6

I have a dataframe, based on the strings in a column named "originator" I would like to check if the string has a word that resides in another list. If the string has a word that resides in the said list, update column originator_prediction to "org".

Is there a better way to do this? I did it the following way but its slow.

for row in df['ORIGINATOR'][1:]:
    string = str(row)
    splits = string.split()
    for word in splits:
        if word in COMMON_ORG_UNIGRAMS_LIST:
            df['ORGINATOR_PREDICTION'] = 'Org'
        else:
            continue

df  = pd.DataFrame({'ORIGINATOR':  ['JOHN DOE', 'APPLE INC', 'MIKE LOWRY'],
        'ORGINATOR_PREDICTION': ['Person', 'Person','Person']})

COMMON_ORG_UNIGRAMS_LIST = ['INC','LLC','LP']

Concretely, if you look at row 2 in our dataframe "APPLE INC" should have an originator_prediction = 'ORG' not person.

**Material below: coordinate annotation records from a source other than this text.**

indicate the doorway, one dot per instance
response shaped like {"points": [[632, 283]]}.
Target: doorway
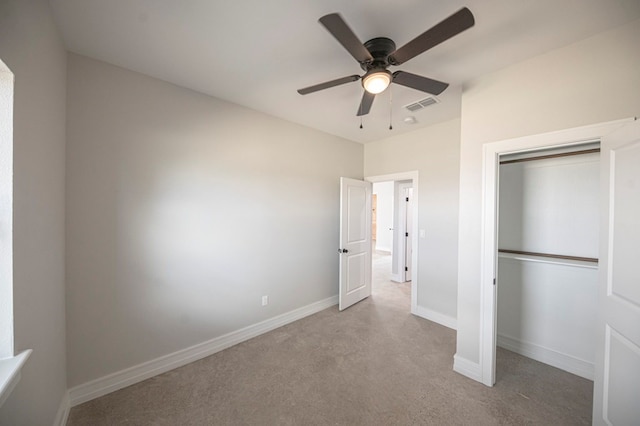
{"points": [[396, 246]]}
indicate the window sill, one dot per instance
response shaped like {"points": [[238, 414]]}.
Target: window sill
{"points": [[10, 373]]}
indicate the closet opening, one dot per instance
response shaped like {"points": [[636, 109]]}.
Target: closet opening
{"points": [[547, 256]]}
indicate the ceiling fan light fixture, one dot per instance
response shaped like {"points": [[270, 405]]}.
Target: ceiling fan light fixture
{"points": [[376, 81]]}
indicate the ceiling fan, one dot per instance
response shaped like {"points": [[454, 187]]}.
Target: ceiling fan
{"points": [[377, 54]]}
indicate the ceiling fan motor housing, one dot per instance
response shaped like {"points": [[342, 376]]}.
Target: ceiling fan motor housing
{"points": [[380, 48]]}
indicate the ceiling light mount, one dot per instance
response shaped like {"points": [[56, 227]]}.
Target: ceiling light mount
{"points": [[377, 80]]}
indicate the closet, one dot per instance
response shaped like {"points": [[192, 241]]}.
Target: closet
{"points": [[548, 256]]}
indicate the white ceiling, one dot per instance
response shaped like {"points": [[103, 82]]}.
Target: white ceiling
{"points": [[256, 53]]}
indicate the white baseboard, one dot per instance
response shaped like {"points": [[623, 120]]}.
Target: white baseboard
{"points": [[121, 379], [556, 359], [434, 316], [467, 368], [63, 411]]}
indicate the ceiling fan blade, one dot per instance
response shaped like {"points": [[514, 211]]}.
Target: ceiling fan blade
{"points": [[329, 84], [341, 31], [418, 82], [365, 104], [453, 25]]}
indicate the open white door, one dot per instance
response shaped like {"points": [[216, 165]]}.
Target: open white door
{"points": [[355, 241], [617, 369]]}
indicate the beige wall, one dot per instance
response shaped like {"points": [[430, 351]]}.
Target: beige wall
{"points": [[31, 48], [183, 210], [592, 81], [434, 153]]}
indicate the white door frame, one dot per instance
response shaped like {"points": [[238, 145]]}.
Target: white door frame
{"points": [[413, 176], [403, 227], [489, 231]]}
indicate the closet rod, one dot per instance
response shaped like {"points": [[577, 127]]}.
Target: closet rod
{"points": [[554, 256], [544, 157]]}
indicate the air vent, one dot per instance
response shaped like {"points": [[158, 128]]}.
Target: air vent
{"points": [[422, 103]]}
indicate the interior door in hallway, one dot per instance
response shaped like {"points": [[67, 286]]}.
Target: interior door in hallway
{"points": [[617, 369], [355, 241]]}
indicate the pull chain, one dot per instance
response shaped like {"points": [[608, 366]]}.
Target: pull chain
{"points": [[390, 109]]}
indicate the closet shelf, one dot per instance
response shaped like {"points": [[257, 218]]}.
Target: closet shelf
{"points": [[549, 255]]}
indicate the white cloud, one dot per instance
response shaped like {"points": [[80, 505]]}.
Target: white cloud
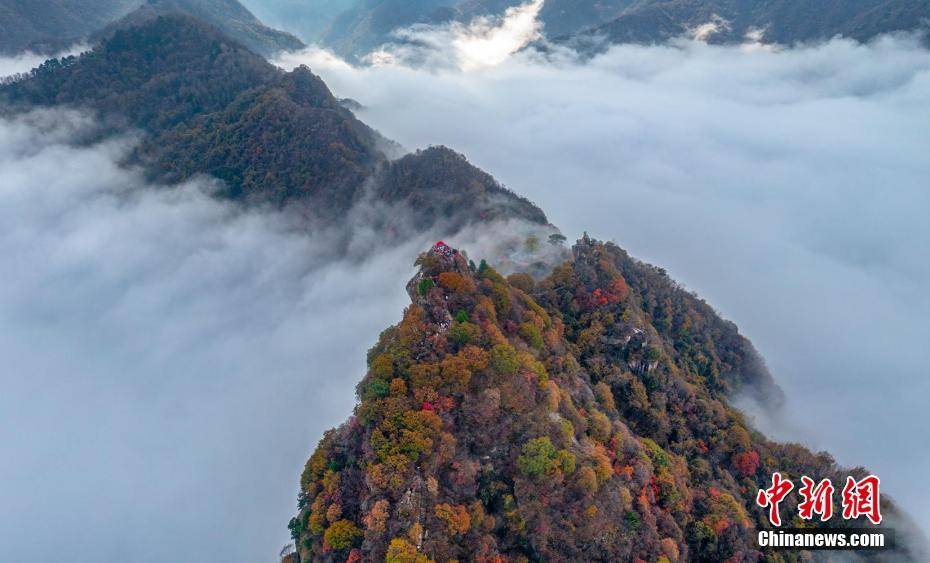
{"points": [[787, 187], [169, 361], [26, 61], [484, 42]]}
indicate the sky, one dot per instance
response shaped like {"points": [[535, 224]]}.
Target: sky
{"points": [[170, 361], [788, 187]]}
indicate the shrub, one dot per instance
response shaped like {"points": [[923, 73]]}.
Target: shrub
{"points": [[402, 551], [342, 534], [424, 286], [531, 335], [504, 359]]}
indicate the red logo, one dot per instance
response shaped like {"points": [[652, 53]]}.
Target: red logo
{"points": [[859, 498]]}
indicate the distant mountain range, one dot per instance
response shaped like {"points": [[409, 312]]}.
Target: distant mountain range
{"points": [[735, 21], [370, 23], [353, 28], [582, 414], [50, 25], [211, 106]]}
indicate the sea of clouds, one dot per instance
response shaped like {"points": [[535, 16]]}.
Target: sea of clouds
{"points": [[787, 186], [170, 360]]}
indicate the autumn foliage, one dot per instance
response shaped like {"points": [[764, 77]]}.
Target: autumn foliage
{"points": [[588, 421]]}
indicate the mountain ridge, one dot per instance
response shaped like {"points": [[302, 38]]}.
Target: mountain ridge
{"points": [[207, 105], [583, 416]]}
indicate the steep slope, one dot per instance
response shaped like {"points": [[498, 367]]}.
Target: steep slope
{"points": [[229, 16], [583, 417], [48, 25], [210, 106], [783, 22]]}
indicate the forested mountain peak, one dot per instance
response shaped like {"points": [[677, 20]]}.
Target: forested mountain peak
{"points": [[580, 417], [230, 16], [208, 105], [46, 26]]}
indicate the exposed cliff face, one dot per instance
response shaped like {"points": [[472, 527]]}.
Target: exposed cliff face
{"points": [[581, 417]]}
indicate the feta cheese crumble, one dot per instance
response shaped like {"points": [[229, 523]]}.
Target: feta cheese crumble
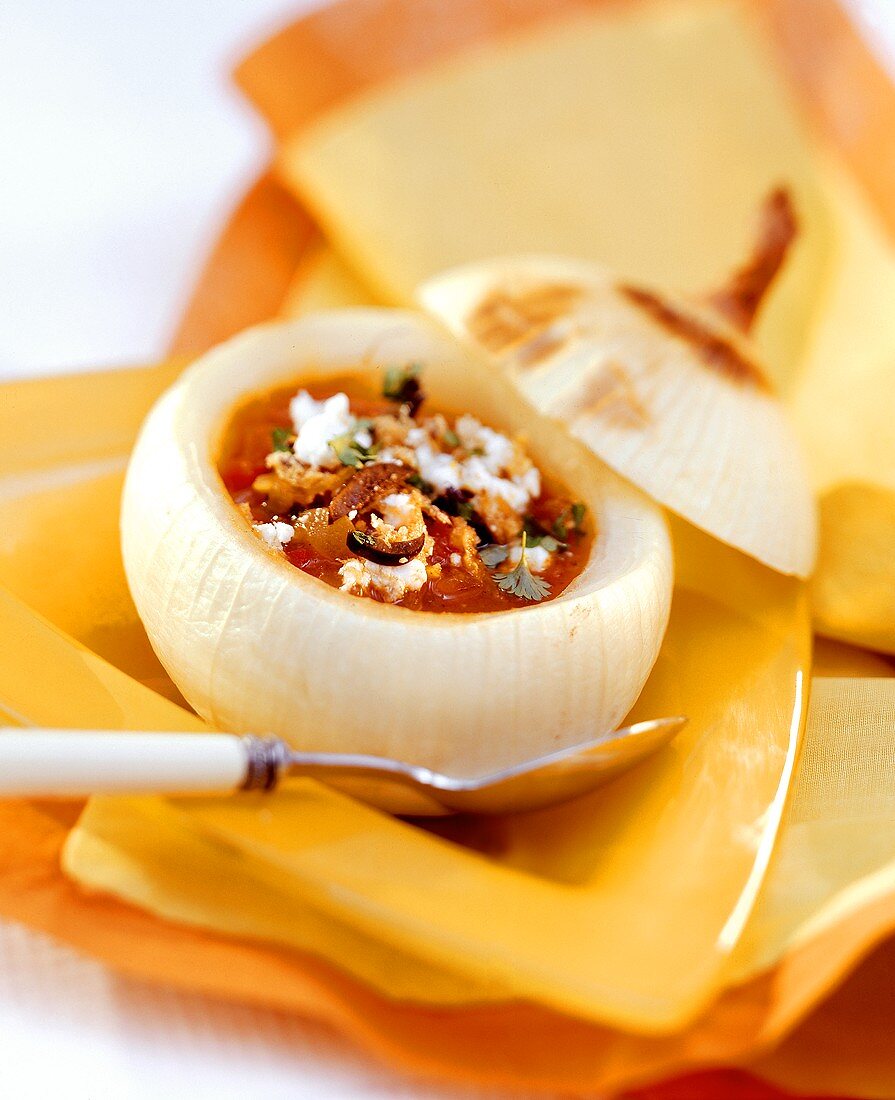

The reason being, we looped through our common org unigrams list and the word INC was in there.

mikelowry
  • 1,307
  • 4
  • 21
  • 43

3 Answers3

3

Your code won't give the correct result because after every check, with df['ORGINATOR_PREDICTION'] = 'Org', you are assigning all the rows in that column that value. That will result in all the rows within that column to have the value Org. Also, I don't get why you have added [1:] in the loop. It does not pick the column name if that's what you were trying to avoid. I have made some changes to your code, it works as desired

org_or_person_list = []
for row in df['ORIGINATOR']:
    splits = row.split()
    org_or_person_list.append('Org' if set(splits) & set(COMMON_ORG_UNIGRAMS_LIST) else 'Person')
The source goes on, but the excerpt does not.